On Thu, 01 Nov 2012 15:25:51 -0700, Andrew Robinson wrote:

> On 11/01/2012 12:07 PM, Ian Kelly wrote:

>>> Pep 357 merely added cruft with index(), but really solved nothing. 
>>> Everything index() does could be implemented in __getitem__ and
>>> usually is.
>>
>> No.  There is a significant difference between implementing this on the
>> container versus implementing it on the indexes.  Ethan implemented his
>> string-based slicing on the container, because the behavior he wanted
>> was specific to the container type, not the index type.  Custom index
>> types like numpy integers on the other hand implement __index__ on the
>> index type, because they apply to all sequences, not specific
>> containers.
> 
> Hmmm...
> D'Aprano didn't like the monkey patch;and sub-classing was his fix-all.

I pointed out that monkey-patching is a bad idea, even if it worked. But 
it doesn't work -- you simply cannot monkey-patch built-ins in Python. 
Regardless of whether "I like" the m-p or not, *you can't use it* because 
you patch built-in list methods.

The best you could do is subclass list, then shadow the built-in name 
"list" with your subclass. But that gives all sorts of problems too, in 
some ways even worse than monkey-patching.

You started this thread with a question about slicing.

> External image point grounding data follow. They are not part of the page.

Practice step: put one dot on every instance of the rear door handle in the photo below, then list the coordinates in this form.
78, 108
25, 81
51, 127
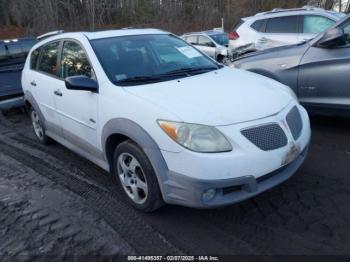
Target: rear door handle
58, 93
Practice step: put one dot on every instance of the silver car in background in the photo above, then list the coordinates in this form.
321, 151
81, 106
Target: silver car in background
280, 27
213, 43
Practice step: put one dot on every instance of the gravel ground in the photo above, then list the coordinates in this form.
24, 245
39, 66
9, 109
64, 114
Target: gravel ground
54, 202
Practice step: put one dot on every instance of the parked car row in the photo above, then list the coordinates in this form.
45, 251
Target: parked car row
282, 27
317, 70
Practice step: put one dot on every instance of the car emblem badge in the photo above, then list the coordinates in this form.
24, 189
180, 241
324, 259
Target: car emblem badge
292, 154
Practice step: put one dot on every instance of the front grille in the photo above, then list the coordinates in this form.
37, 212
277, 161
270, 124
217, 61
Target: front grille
267, 137
295, 122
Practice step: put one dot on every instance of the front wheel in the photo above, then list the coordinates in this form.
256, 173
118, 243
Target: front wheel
38, 127
137, 177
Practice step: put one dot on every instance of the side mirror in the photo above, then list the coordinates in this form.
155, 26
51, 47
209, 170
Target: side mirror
331, 38
82, 83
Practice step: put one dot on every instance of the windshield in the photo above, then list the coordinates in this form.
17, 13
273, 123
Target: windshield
221, 39
135, 60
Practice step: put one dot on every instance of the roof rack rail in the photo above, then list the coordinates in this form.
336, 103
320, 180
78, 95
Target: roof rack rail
42, 37
280, 10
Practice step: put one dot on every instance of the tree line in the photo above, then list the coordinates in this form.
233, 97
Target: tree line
33, 17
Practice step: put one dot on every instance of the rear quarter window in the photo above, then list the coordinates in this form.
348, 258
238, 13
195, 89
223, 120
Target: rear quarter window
284, 24
48, 58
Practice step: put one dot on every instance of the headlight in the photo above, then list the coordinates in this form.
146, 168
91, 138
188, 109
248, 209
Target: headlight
291, 92
198, 138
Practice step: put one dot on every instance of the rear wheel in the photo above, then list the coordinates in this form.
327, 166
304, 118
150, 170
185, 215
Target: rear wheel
136, 176
38, 127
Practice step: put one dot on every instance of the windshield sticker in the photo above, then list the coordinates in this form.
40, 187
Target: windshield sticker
188, 51
120, 77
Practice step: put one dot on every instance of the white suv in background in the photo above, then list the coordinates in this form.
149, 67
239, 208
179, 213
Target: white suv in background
281, 27
171, 124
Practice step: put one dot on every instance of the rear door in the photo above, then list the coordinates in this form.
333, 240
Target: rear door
43, 81
279, 31
324, 75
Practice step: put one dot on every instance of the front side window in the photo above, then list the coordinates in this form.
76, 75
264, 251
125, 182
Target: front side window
316, 24
74, 61
135, 60
48, 58
284, 24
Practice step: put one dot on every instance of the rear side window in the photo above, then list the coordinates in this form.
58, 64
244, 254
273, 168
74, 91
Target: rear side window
259, 25
15, 50
48, 58
314, 24
192, 39
74, 61
34, 57
285, 24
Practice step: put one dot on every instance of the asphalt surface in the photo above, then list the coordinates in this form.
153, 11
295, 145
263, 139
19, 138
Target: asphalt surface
54, 202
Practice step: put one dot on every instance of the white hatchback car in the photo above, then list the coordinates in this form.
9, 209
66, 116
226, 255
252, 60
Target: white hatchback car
170, 123
281, 27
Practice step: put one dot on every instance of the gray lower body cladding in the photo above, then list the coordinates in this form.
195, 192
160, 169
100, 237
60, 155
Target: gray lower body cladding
186, 191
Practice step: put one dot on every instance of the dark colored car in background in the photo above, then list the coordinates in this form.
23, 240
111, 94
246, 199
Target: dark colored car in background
13, 54
317, 70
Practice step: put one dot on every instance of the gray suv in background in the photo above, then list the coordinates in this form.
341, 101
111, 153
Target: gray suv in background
317, 70
13, 54
213, 43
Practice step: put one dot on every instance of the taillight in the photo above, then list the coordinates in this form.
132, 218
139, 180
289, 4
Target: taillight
233, 35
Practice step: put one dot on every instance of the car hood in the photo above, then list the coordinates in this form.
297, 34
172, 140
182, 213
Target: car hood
223, 97
272, 50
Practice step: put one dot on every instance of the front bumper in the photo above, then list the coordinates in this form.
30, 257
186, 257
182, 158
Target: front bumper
187, 191
12, 103
237, 175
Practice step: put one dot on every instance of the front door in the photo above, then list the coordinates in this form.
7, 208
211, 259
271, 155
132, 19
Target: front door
77, 109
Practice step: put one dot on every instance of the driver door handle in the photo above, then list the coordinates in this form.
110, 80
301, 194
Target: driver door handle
58, 93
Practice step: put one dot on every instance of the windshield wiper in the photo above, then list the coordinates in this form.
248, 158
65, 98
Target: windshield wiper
139, 79
189, 70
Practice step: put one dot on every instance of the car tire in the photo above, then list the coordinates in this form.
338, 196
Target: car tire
38, 128
136, 177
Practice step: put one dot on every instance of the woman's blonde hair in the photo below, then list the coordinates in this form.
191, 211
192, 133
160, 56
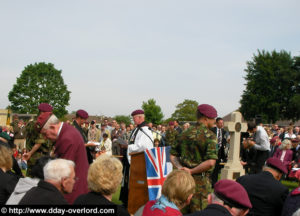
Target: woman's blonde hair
178, 186
5, 158
105, 175
285, 143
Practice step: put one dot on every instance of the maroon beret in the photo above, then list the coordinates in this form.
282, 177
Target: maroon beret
42, 119
276, 164
44, 107
208, 110
137, 112
82, 114
273, 140
171, 123
232, 193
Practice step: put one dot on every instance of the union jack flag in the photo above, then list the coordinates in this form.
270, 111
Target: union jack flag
158, 166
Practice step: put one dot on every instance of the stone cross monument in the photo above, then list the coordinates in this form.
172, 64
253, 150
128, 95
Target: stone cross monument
233, 168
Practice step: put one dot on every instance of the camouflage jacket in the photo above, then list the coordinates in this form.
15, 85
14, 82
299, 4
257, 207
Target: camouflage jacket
195, 145
171, 135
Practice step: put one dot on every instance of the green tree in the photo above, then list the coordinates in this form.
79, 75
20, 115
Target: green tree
39, 83
272, 88
123, 118
185, 111
152, 111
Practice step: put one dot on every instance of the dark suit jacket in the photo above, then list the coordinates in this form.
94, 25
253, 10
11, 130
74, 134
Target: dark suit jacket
266, 194
69, 145
94, 198
44, 194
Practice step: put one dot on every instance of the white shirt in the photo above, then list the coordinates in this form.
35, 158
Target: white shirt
142, 141
262, 142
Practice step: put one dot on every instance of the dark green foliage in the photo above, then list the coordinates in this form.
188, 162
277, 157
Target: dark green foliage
272, 88
39, 83
185, 111
152, 111
123, 118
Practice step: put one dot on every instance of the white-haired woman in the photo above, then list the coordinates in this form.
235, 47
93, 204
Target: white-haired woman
104, 178
59, 179
284, 152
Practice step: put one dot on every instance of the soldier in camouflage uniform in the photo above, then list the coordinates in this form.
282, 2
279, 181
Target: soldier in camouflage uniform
37, 145
171, 134
194, 150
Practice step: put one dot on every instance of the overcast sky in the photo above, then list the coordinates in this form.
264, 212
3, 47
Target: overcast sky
116, 54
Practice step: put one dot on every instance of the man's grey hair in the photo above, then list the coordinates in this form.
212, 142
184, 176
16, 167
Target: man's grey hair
284, 144
57, 169
52, 120
266, 167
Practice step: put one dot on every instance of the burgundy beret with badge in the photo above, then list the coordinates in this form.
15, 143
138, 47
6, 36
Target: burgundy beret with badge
137, 112
276, 164
273, 140
44, 107
208, 110
82, 114
171, 123
42, 120
232, 193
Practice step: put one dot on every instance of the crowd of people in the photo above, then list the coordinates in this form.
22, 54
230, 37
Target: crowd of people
49, 162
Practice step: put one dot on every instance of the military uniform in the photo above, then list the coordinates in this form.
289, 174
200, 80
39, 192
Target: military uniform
33, 137
194, 146
170, 137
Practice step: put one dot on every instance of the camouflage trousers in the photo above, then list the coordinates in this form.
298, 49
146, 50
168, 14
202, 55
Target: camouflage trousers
203, 188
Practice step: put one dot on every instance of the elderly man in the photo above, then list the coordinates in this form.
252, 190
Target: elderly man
81, 117
68, 145
265, 191
59, 179
140, 139
195, 151
229, 198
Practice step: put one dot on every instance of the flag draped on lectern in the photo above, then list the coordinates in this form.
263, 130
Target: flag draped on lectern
158, 166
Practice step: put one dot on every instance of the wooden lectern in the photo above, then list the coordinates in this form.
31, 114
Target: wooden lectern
138, 187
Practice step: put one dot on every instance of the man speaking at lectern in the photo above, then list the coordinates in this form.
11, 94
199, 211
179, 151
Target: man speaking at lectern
141, 137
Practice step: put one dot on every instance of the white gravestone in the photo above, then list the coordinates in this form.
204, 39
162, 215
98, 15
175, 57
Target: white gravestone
233, 168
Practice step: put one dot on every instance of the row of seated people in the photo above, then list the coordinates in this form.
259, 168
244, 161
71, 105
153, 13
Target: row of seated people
56, 177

You believe that 
one particular use-case for slicing, which involves interpreting lists as 
circular rather than linear, is the use-case that built-in list slicing 
should have supported.

Fine, you're entitled to your option. But that boat has sailed about 20 
years ago. Python didn't make that choice, and it won't change now. If 
you write up a PEP, you could aim to have the built-in behaviour changed 
for Python 4 in perhaps another 10-15 years or so. But for the time 
being, that's not what lists, tuples, strings, etc. do. If you want that 
behaviour, if you want a circular list, then you have to implement it 
yourself, and the easiest way to do so is with a subclass.

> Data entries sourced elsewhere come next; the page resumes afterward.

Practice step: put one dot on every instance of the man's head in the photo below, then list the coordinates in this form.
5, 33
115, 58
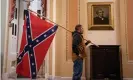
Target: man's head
100, 12
79, 28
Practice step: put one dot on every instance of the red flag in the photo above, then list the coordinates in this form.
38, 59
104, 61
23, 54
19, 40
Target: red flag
36, 39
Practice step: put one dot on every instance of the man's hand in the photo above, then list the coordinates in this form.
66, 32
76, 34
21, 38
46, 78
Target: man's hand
88, 41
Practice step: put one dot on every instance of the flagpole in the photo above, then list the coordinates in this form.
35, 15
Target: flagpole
57, 24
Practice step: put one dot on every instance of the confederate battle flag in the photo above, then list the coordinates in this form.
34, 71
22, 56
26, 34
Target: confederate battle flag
36, 39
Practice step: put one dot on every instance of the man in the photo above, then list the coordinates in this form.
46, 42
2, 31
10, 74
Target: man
78, 47
100, 19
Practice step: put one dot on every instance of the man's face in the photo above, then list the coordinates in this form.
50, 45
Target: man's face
100, 13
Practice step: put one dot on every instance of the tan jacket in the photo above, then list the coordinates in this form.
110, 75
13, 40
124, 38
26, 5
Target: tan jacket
82, 54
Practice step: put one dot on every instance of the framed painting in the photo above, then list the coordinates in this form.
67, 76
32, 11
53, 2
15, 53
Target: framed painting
100, 16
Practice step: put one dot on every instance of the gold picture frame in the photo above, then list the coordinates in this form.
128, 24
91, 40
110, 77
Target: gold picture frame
100, 16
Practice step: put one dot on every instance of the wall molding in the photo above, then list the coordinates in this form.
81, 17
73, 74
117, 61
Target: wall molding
127, 78
62, 78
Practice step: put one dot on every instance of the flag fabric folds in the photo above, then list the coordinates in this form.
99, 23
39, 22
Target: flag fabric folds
36, 38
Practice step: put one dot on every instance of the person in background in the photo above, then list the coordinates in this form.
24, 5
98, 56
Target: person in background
78, 48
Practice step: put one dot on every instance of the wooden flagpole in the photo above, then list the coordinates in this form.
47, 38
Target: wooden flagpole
57, 24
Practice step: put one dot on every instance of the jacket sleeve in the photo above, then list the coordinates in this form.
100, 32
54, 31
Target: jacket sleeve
76, 41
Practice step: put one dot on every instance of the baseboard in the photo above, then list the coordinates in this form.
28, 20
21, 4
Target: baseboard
62, 78
127, 78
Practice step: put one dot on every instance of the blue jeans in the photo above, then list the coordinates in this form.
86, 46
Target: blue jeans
77, 69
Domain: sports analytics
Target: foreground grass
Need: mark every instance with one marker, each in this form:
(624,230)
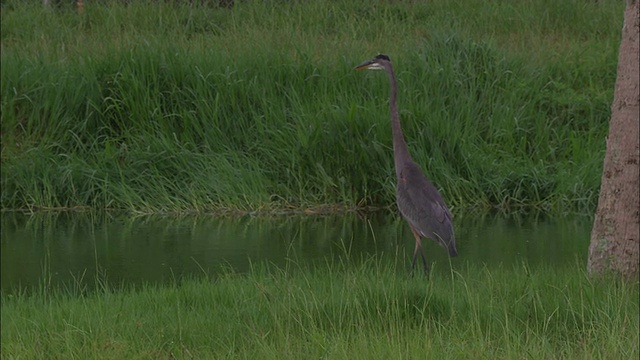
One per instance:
(366,311)
(156,107)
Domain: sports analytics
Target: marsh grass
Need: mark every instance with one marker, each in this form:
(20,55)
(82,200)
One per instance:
(155,107)
(335,310)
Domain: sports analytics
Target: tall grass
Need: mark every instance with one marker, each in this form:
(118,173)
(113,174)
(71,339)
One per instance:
(337,311)
(158,107)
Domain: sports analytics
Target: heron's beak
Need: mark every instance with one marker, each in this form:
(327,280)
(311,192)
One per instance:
(364,65)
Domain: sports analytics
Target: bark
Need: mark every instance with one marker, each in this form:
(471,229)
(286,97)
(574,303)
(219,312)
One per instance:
(615,242)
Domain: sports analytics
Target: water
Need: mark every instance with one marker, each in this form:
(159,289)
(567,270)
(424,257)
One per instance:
(70,247)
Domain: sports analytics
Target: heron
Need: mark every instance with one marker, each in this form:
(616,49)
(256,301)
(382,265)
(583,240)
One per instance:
(417,198)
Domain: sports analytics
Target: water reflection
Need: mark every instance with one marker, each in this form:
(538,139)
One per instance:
(65,247)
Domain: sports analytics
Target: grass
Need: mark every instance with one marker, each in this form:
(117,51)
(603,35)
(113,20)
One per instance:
(159,107)
(334,310)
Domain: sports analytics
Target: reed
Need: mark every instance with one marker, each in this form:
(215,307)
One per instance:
(161,107)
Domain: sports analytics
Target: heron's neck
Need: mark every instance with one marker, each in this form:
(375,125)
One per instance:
(400,151)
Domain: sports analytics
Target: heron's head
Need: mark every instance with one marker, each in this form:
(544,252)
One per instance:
(377,63)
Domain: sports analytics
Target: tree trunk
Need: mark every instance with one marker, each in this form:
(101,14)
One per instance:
(615,242)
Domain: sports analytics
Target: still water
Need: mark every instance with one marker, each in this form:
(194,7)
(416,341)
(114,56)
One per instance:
(64,248)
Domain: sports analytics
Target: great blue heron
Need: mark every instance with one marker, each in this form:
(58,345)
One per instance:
(418,200)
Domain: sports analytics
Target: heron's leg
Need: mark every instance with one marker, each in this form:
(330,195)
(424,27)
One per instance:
(420,249)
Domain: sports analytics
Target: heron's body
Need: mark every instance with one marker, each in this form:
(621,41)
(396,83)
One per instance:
(418,200)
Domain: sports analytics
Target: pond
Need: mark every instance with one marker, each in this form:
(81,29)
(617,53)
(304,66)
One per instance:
(68,247)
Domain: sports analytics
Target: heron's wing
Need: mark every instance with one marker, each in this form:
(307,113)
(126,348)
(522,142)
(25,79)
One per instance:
(419,201)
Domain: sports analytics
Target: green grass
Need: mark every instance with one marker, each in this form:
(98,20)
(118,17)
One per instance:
(156,107)
(372,310)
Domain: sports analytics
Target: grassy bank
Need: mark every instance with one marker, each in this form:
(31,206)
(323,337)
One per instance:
(171,108)
(369,311)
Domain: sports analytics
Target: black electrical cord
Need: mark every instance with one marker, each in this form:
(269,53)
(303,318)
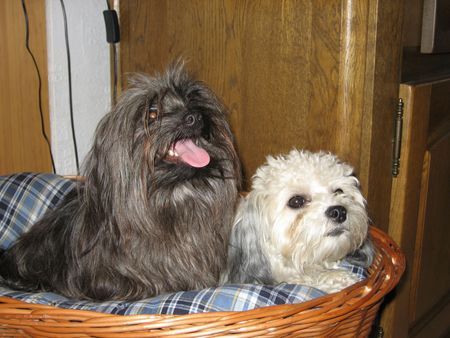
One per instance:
(115,64)
(69,68)
(27,46)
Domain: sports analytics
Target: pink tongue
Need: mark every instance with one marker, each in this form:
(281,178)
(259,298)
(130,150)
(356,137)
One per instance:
(191,154)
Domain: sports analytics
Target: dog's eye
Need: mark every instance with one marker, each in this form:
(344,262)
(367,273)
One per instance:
(296,202)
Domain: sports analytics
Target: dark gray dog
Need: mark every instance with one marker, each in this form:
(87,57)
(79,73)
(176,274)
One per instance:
(155,209)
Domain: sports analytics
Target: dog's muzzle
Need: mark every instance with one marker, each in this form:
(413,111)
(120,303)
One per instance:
(337,213)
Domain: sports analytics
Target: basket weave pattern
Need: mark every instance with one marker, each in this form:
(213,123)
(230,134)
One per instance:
(349,313)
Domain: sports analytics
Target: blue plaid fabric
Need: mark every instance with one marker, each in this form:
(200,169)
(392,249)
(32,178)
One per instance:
(225,298)
(24,198)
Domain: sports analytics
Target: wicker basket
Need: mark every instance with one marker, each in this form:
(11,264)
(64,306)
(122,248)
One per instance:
(349,313)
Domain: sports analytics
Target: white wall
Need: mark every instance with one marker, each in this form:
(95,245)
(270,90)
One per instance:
(90,62)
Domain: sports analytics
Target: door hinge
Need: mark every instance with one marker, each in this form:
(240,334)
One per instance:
(397,141)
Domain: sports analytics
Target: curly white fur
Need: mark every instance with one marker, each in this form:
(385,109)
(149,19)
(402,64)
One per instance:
(304,214)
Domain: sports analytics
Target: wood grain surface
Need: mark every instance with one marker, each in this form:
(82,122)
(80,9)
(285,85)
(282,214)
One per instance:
(319,75)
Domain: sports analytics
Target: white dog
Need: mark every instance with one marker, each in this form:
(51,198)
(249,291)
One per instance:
(304,215)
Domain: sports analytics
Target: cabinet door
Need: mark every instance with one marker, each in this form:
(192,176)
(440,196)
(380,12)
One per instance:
(420,215)
(321,75)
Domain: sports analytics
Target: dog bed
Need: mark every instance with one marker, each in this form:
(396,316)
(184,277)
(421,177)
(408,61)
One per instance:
(25,197)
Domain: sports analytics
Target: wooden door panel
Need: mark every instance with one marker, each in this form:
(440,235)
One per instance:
(320,74)
(22,145)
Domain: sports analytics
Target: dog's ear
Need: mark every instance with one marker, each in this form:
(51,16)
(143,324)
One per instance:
(247,261)
(363,256)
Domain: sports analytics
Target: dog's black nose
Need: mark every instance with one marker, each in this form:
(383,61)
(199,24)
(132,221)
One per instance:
(191,119)
(337,213)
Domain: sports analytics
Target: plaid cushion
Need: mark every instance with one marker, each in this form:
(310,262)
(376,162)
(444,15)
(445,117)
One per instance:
(226,298)
(25,197)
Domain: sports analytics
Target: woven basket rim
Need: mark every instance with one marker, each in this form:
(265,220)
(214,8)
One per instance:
(351,310)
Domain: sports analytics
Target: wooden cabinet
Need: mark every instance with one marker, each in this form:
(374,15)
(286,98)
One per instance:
(420,214)
(324,74)
(22,93)
(320,75)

That's not a "fix-all". I certainly don't believe that subclassing is the 
*only* way to fix this, nor that it will fix "all" things. But it might 
fix *some* things, such as you wanting a data type that is like a 
circular list rather than a linear list.

If you prefer to create a circular-list class from scratch, re-
implementing all the list-like behaviour, instead of inheriting from an 
existing class, then by all means go right ahead. If you have a good 
reason to spend days or weeks writing, testing, debugging and fine-tuning 
your new class, instead of about 15 minutes with a subclass, then I'm 
certainly not going to tell you not to.


> Part of my summary is based on that conversation with him,and you
> touched on one of the unfinished  points; I responded to him that I
> thought __getitem__ was under-developed.   The object slice() has no
> knowledge of the size of the sequence; nor can it get that size on it's
> own, but must passively wait for it to be given to it.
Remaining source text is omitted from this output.